Session Information
15 SES 02, Partnership with Working Life I
Parallel Paper Session
Contribution
This paper investigates a distinctive approach to medical education, exploring pedagogy, materiality and partnership in the context of medical students learning to conduct a pelvic examination. Based on detailed observation and practitioner reflection, we provide a theoretical account of pedagogy as it develops through relationships between a clinical educator, students and professional patient. Professional patients represent relatively longstanding pedagogic partnership between higher education, health and the public community. The university and health services work with women in the community who volunteer to become involved in medical education and training, specifically relating to pelvic examination. Professional patients receive training in order to help develop their knowledge of their anatomy and the pelvic examination process, so that they can join clinical educators in a pedagogic role: they are not merely subjects of a pelvic examination (Siwe 2007).
The practice of involving professional patients is becoming more widespread, yet there is little literature exploring how it works or empirically investigating the opportunities for innovative and critical pedagogy that this approach may afford. We cast a different theoretical lens on this specific form of professional education in order to better understand the functioning and potential of these partnerships. Our theoretical framework fits within a wider European turn towards practice and specifically socio-material accounts of practice in educational research (Landri 2012; Reckwitz 2002). Fenwick et al’s (2011) work uses Actor Network Theory, while others have foregrounded practice and materiality within the context of organisational learning (Gherardi 2008; Gherardi & Nicolini 2002; Nicolini 2009).
In our context we sought to explore pedagogic practices as social, material and embodied, and drew on the work of Schatzki (1996, 2010). He defines practice as ‘embodied, materially mediated arrays of human activity centrally organised around shared practical understandings’ (2001, p12). Developing this frame, Green wrote that professional practice ‘consists of speech (what people say) plus the activity of the body, or bodies, in interaction (what people do, more often than not together) — a play of voices and bodies. In this view, practice is inherently dialogical, an orchestrated interplay, and indeed a matter of co-production’ (2009, p45). So we understand pedagogical partnerships in terms of how doings, sayings, bodies and material objects inter-relate.
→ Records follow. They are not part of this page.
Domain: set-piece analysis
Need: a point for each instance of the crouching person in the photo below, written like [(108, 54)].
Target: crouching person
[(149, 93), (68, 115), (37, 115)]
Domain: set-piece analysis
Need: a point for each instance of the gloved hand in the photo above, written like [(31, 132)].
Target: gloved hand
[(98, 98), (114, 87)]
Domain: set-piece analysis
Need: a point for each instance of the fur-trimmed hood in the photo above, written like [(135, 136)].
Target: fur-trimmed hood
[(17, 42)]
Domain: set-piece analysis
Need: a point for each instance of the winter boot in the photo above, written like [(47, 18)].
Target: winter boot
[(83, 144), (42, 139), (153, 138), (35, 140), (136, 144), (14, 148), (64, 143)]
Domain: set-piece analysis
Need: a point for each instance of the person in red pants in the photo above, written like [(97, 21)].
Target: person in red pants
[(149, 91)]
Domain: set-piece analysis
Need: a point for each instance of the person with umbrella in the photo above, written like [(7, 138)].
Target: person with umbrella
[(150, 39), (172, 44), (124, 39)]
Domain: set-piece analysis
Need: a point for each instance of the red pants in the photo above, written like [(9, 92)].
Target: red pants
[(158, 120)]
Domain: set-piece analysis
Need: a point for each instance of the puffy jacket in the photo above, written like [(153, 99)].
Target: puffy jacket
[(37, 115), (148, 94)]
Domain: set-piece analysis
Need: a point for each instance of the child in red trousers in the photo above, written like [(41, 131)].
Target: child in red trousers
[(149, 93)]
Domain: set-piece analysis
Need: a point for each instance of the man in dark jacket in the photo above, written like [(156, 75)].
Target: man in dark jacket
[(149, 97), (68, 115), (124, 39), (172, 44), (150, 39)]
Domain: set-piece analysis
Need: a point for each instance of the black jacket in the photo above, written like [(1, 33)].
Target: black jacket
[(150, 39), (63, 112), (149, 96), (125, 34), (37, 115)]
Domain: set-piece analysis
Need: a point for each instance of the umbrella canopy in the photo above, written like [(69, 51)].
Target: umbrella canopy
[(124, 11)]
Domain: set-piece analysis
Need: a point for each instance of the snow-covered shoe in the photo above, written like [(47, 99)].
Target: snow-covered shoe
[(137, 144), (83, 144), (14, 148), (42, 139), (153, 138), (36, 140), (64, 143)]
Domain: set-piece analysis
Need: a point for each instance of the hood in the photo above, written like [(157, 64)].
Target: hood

Schatzki (2010) theorises practical activity as ‘bundled with’ material arrangements, identifying a series of concepts for unpicking complex relationships between people, practices and things. We asked:
1. How are pedagogic practices produced by embodied doings and sayings of students, the clinical educator and professional patient as they relate to each other?
2. How are these doings and sayings ‘bundled’ with material objects?
3. How can partnership and pedagogy be understood differently through these theoretical ideas?
We contribute to understanding of pedagogic partnerships by adopting a micro-scale approach, moving down from questions about relationships between organisations to focus in detail on what happens during a single pedagogic encounter. This enables us to attend to the specificities of bodies and things in the context of partnerships in health education.
Method
Expected Outcomes
References
Fenwick, T., Edwards, R., & Sawchuk, P. (2011). Emerging approaches to educational research: tracing the sociomaterial. London: Routledge. Gherardi, S. (2008). Situated knowledge and situated action: what do practice-based studies promise? In D. Barry & H. Hansen (Eds.), The SAGE handbook of new approaches in management and organization (pp. 516-525). London: Sage. Gherardi, S., & Nicolini, D. (2002). Learning in a constellation of interconnected practices: canon or dissonance? Journal of Management Studies, 39(4), 419-436. Green, B. (2009). Introduction: understanding and researching professional practice. In B. Green (Ed.), Understanding and researching professional practice (pp. 1-18). Rotterdam: Sense Publishers. Landri, P. (2012). A re-turn to practice: practice-based studies of education. In P. Hager, A. Lee & A. Reich (Eds.), Practice, learning and change: practice-theory perspectives on professional learning. Dordrecht: Springer. Nicolini, D. (2009). Zooming in and out: studying practices by switching lenses and trailing connections. Organization Studies, 30, 1391-1418. Reckwitz, A. (2002). Toward a theory of social practices: a development in culturalist theorizing. European Journal of Social Theory, 5(2), 243-263. Schatzki, T. R. (1996). Social practices: a Wittgensteinian approach to human activity and the social. Cambridge: Cambridge University Press. Schatzki, T. R. (2001). Introduction: practice theory. In T. R. Schatzki, K. Knorr Cetina & E. von Savigny (Eds.), The practice turn in contemporary theory (pp. 1-14). London: Routledge. Schatzki, T. R. (2010). The timespace of human activity: on performance, society, and history as indeterminate teleological events. Lanham, MD: Lexington. Siwe, K. (2007). Learning the pelvic examination. Published PhD thesis, University of Linköping, Linköping.